Dust brought in from outside, body sweat and carbon dioxide pose a major risk to the masterpieces, which are more than 500 years old. They include one of the most famous scenes in the history of art – the arm of a gentle bearded God reaching out to give life to Adam.
To protect the frescoes, the Vatican has decided to restrict the number of visitors to the chapel – where popes are elected in secret conclaves – to 6 million a year.
The previous lighting and air conditioning systems were installed in 1994 – when the number of visitors stood at about 1.5 million – and had become inadequate to protect the work of the Renaissance master.
The new air filtering and conditioning system, which is virtually invisible to visitors and uses pre-existing duct openings, moves air at a very slow speed so as not to damage the frescoes.

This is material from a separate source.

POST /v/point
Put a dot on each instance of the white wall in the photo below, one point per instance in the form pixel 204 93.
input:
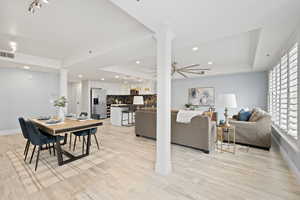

Hidden cameras, including two on the massive Last Judgement panel behind the altar, check the number people while some 70 monitors control machines outside the chapel that determine air flow, filter out dust and reduce humidity.
“This chapel is a unique structure so we spent a great deal of time understanding how air flows here in order to map the technology,” said John Mandyck, chief sustainability officer for United Technologies unit Carrier, which developed the system.
“Air flows differently here than it does, say in an office building or even another church,” he told reporters during a evening presentation after the Vatican Museums had closed for the day to tourists.
The new lighting system, made by Germany’s Osram uses some 7,000 LED (light emitting diode) lamps consuming up to 90 percent less electricity than previously, reducing heat to further protect the frescoes.
It has three levels of lighting. One very low level will be used when the chapel is empty, a medium level of illumination will be used when the chapel is open to tourists and a third, much brighter and hotter level will be used only several times a year during papal ceremonies.
The frescoes, inaugurated in October 1512 by Pope Julius II, underwent a major 14-year restoration that ended in 1994. They also include the famous “Last Judgement” on the wall behind the altar, which the artist painted separately between 1535 and 1541.